The crowd is yelling various slogans. They want beastmode, and he is giving them Best Boy.

“Let him speak!” someone else yells.

If Ossoff told the crowd to march on the Capitol they’d do it. He won’t. Rather, he is practicing Obama phrasing and gesturing. The influence is immediately detectable. Ossoff swings his head side to side, like Obama does; he gestures, like the former President does. When Ossoff says

“As darkness has crept across this planet, you have provided a beacon of hope to people in Georgia, and people around the world,”

he says it the way Obama would say it:

“As darkNESS has CREPT A-cross this planet …you have pro-vided a BEACON of HOPE, to people in GEORGIA, andpeoplearoundtheworld.”

He juts out his chin, too. There must be an academy in the Beltway where they churn out these guys.
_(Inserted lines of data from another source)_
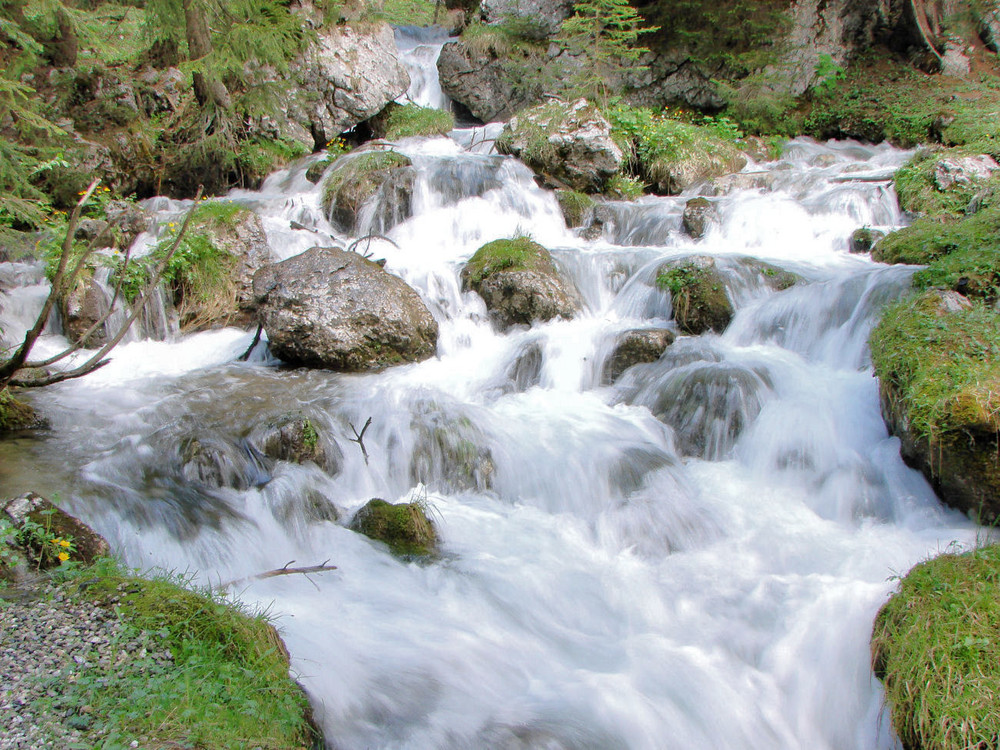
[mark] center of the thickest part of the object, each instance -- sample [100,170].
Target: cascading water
[691,557]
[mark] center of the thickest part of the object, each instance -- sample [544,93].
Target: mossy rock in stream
[698,295]
[519,283]
[935,648]
[404,527]
[936,356]
[358,179]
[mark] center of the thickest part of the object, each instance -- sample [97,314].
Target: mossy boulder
[519,283]
[934,646]
[335,309]
[636,347]
[382,176]
[568,145]
[697,293]
[936,356]
[698,214]
[404,527]
[295,438]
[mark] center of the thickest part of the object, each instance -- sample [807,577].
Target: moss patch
[936,648]
[517,254]
[944,366]
[225,685]
[405,528]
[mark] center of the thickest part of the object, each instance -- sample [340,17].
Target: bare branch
[12,365]
[98,359]
[360,438]
[285,570]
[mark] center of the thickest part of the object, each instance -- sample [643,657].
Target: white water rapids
[690,558]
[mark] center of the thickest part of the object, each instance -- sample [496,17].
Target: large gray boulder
[345,76]
[568,144]
[519,283]
[335,309]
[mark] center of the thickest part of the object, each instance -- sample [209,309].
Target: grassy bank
[935,647]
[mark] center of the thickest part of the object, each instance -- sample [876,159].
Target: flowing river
[690,557]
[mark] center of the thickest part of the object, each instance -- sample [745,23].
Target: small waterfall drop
[690,556]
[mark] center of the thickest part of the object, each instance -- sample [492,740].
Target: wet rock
[963,172]
[478,81]
[698,294]
[218,463]
[383,177]
[56,523]
[636,347]
[295,438]
[519,283]
[699,213]
[864,239]
[347,75]
[405,527]
[566,144]
[335,309]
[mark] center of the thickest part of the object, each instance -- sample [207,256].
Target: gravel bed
[47,639]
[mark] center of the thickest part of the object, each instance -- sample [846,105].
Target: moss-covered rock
[404,527]
[935,648]
[698,294]
[566,144]
[937,358]
[519,283]
[360,178]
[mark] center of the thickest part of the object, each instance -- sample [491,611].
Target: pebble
[46,639]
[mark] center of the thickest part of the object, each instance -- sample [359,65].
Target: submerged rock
[636,347]
[567,144]
[294,438]
[698,294]
[405,527]
[335,309]
[519,283]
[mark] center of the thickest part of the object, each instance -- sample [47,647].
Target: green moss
[226,685]
[411,120]
[936,648]
[358,178]
[575,206]
[405,527]
[517,254]
[944,366]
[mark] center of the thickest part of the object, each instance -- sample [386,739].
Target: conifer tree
[602,34]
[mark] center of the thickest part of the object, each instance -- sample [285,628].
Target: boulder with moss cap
[519,283]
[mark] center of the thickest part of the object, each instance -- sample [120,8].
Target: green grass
[227,685]
[936,647]
[411,120]
[945,366]
[517,254]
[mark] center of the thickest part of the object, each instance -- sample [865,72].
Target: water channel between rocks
[690,557]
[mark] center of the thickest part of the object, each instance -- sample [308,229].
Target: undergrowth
[935,646]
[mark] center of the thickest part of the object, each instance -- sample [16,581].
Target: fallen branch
[360,438]
[282,571]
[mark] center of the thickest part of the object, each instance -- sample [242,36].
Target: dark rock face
[636,347]
[334,309]
[405,528]
[698,214]
[88,545]
[478,81]
[521,285]
[295,438]
[698,295]
[567,143]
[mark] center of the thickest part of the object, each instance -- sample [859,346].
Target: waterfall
[689,557]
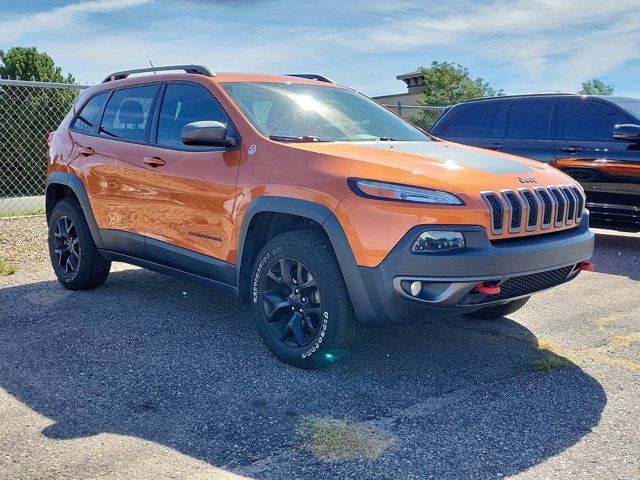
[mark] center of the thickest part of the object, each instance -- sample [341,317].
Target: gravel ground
[151,377]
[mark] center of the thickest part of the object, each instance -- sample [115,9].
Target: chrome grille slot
[547,207]
[561,206]
[580,198]
[571,204]
[533,209]
[515,208]
[496,207]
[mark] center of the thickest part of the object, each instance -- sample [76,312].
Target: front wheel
[300,302]
[497,311]
[74,256]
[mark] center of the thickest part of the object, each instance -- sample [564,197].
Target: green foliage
[27,115]
[449,83]
[5,269]
[596,87]
[26,63]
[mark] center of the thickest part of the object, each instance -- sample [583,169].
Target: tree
[447,83]
[27,114]
[596,87]
[26,63]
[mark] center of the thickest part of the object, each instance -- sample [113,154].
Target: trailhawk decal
[480,160]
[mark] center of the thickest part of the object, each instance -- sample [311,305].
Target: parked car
[307,200]
[595,139]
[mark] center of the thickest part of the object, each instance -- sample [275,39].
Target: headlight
[403,193]
[438,241]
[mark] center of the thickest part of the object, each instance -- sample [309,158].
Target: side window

“You carried us on your shoulders,” he says. “The fight goes on, and hope is still alive,” he says. Then he disappeared, late for a retooling at the centrism factory.

AND IN THE END

What did I see there? The incredible decency and passion of his supporters, and the utter failure of the candidate. The battle in the Sixth was the last chance for neoliberalism to rise from its moldering grave. But the people gave me hope. The America I saw in the Ballroom was the future: the hoped-for country where people of every color, gender, age, and walk of life mingled together. If the Democratic Party had combined real progressivism with this crowd’s energy, they would have won. Every single person mentioned in this story would disagree with me here, but they deserve so much better than Jon Ossoff. Nevertheless, they persisted.

A wise man once said, history repeats itself: first as tragedy, the second time as farce. Tragedy was Clinton in November; the farce was Ossoff in June. He’s the Clinton campaign in miniature: focus on the enemy’s vices instead of talking real policy. Spend your time fighting over an imaginary center. Ossoff ran against a woman who said she loathed the living wage—and Handel still won. Trump is not enough to make people vote for you. Raising money will not suffice. You have to give something to the public.
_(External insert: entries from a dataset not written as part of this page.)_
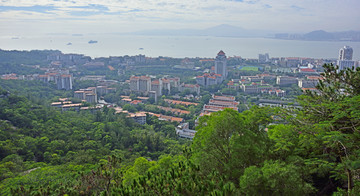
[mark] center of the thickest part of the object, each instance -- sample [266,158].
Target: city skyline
[19,17]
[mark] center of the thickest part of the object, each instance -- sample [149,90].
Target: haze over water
[178,46]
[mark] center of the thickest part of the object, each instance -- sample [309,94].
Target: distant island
[92,42]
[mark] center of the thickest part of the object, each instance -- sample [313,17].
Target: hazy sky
[20,17]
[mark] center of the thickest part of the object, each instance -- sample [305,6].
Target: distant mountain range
[321,35]
[225,30]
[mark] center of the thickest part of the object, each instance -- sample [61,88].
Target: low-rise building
[286,81]
[182,130]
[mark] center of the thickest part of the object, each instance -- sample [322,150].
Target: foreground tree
[228,142]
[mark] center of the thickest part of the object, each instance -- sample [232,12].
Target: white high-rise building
[220,64]
[345,53]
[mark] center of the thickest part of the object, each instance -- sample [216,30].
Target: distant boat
[92,42]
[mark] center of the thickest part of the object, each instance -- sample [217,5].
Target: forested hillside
[314,150]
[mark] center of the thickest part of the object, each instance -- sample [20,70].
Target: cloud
[34,8]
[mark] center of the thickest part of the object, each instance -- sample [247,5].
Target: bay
[177,46]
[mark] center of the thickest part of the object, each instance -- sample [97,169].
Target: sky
[37,17]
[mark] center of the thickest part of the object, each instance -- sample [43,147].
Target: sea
[177,46]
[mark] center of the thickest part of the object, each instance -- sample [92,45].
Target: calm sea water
[178,46]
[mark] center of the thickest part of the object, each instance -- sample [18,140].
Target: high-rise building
[64,82]
[220,64]
[345,53]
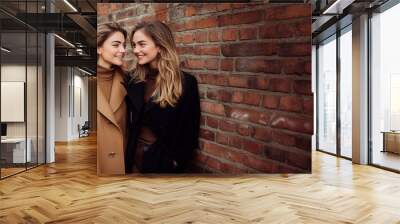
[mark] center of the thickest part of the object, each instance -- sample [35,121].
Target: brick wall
[253,64]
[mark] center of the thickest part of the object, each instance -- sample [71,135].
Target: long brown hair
[104,31]
[169,81]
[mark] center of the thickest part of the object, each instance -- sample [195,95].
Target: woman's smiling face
[113,50]
[144,48]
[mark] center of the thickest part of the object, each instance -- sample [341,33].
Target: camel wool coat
[111,135]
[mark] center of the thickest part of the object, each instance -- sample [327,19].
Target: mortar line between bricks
[269,143]
[258,108]
[256,74]
[256,91]
[252,155]
[260,126]
[264,75]
[248,137]
[286,40]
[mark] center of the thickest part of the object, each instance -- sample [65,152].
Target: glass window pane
[385,89]
[327,96]
[346,94]
[13,86]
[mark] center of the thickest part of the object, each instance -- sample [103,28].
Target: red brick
[283,138]
[294,67]
[226,64]
[249,49]
[185,50]
[223,6]
[240,18]
[115,6]
[240,81]
[271,101]
[222,138]
[291,103]
[246,98]
[207,134]
[220,80]
[247,115]
[103,9]
[248,34]
[280,85]
[221,95]
[177,26]
[252,146]
[202,121]
[212,63]
[194,64]
[224,152]
[286,30]
[293,123]
[225,125]
[245,130]
[212,122]
[302,87]
[303,143]
[212,108]
[262,134]
[258,65]
[274,153]
[235,141]
[214,36]
[206,23]
[190,11]
[162,16]
[229,34]
[288,11]
[261,83]
[299,160]
[201,36]
[187,38]
[294,49]
[125,14]
[160,7]
[261,164]
[231,168]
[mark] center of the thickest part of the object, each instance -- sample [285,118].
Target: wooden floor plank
[69,191]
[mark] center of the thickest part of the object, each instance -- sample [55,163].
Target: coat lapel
[136,94]
[104,107]
[118,92]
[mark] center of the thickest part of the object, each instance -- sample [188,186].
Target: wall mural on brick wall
[252,64]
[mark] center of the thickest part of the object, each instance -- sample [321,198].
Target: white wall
[70,83]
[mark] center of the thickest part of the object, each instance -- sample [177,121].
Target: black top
[175,128]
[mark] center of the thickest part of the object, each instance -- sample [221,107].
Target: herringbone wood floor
[70,192]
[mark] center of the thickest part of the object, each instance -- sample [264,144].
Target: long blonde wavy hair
[169,81]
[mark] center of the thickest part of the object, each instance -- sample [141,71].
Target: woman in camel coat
[111,106]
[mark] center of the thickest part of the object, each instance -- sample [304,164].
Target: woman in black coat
[163,104]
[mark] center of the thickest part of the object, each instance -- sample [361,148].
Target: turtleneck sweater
[105,80]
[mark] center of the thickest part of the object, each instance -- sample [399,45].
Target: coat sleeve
[188,125]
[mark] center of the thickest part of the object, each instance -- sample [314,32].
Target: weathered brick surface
[253,65]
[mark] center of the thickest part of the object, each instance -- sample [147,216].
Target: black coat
[176,128]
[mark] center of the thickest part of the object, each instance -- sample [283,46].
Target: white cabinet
[16,147]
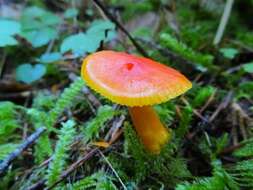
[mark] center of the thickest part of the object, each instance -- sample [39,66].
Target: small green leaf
[41,37]
[50,57]
[6,149]
[248,67]
[8,28]
[71,13]
[79,44]
[100,26]
[6,40]
[229,53]
[35,18]
[28,73]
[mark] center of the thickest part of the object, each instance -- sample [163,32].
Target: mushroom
[138,83]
I left the party. I walked east, out the glass double doors and into the night. The stairway sloped down to a kidney-shaped brown lake. Around the pond stood six mighty towers, stark steel-and-glass knives. The pond was Concourse Lagoon, the still heart of Concourse at Landmark Center, deep in the belly of the Perimeter Center business district. Corporate towers, reaching high above the earth.
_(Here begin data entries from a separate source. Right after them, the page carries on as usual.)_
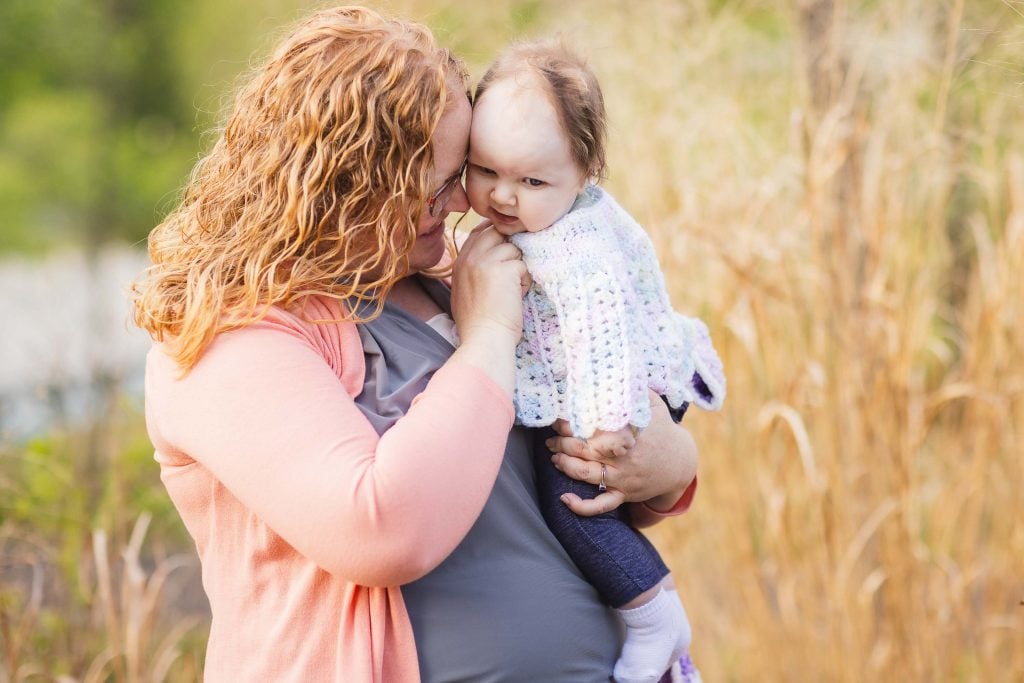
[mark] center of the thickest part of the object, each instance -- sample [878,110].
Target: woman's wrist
[491,348]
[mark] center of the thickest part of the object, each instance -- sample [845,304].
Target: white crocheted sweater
[598,329]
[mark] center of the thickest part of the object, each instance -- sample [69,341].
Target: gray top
[508,604]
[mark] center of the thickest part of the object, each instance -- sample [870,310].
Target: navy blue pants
[615,558]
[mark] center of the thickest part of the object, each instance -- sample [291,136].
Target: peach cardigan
[305,520]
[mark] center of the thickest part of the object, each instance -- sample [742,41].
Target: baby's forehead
[512,103]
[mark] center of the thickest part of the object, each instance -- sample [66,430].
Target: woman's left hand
[655,471]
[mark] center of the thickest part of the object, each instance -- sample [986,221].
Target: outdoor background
[837,186]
Directly in front of me was Concourse Parkway Center One, and its brother buildings, Concourse Corporate Center Two and Three. You could hardly tell them apart. To my left rose the thirty-four story bulks of the Concourse Corporate Center V and VI. Inside those see-through walls the climate never varies, no winter obtains. Six dauntless spires of Babylon. If you lived your life in those halls, you might actually imagine nothing in the outside world ever changes. It is as if you were in Coruscant or a futuristic skyline, and not a city of struggling people, hungering for a change, for a sign, for anything. Anything. I took the long way back to my car.